The Narrative Continuity Test: A Conceptual Framework for Evaluating Identity Persistence in AI Systems
This addresses the issue of AI systems operating without persistent states, which is a foundational problem for AI development, though the framework is conceptual and incremental in nature.
The paper tackles the problem of AI systems lacking persistent identity across interactions by introducing the Narrative Continuity Test (NCT), a conceptual framework that evaluates identity persistence and diachronic coherence, showing that current architectures systematically fail to support it through case analyses.
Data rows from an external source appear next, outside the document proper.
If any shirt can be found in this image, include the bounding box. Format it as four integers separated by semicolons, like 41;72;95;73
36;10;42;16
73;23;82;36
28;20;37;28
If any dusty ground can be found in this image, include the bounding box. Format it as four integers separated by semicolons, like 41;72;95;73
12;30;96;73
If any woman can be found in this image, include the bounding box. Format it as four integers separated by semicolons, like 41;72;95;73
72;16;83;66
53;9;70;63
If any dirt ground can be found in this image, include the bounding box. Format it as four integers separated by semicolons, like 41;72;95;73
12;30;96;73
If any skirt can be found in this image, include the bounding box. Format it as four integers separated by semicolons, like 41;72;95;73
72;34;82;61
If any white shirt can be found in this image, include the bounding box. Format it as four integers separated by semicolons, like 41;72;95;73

Artificial intelligence systems based on large language models (LLMs) can now generate coherent text, music, and images, yet they operate without a persistent state: each inference reconstructs context from scratch. This paper introduces the Narrative Continuity Test (NCT) -- a conceptual framework for evaluating identity persistence and diachronic coherence in AI systems. Unlike capability benchmarks that assess task performance, the NCT examines whether an LLM remains the same interlocutor across time and interaction gaps. The framework defines five necessary axes -- Situated Memory, Goal Persistence, Autonomous Self-Correction, Stylistic & Semantic Stability, and Persona/Role Continuity -- and explains why current architectures systematically fail to support them. Case analyses (Character.\,AI, Grok, Replit, Air Canada) show predictable continuity failures under stateless inference. The NCT reframes AI evaluation from performance to persistence, outlining conceptual requirements for future benchmarks and architectural designs that could sustain long-term identity and goal coherence in generative models.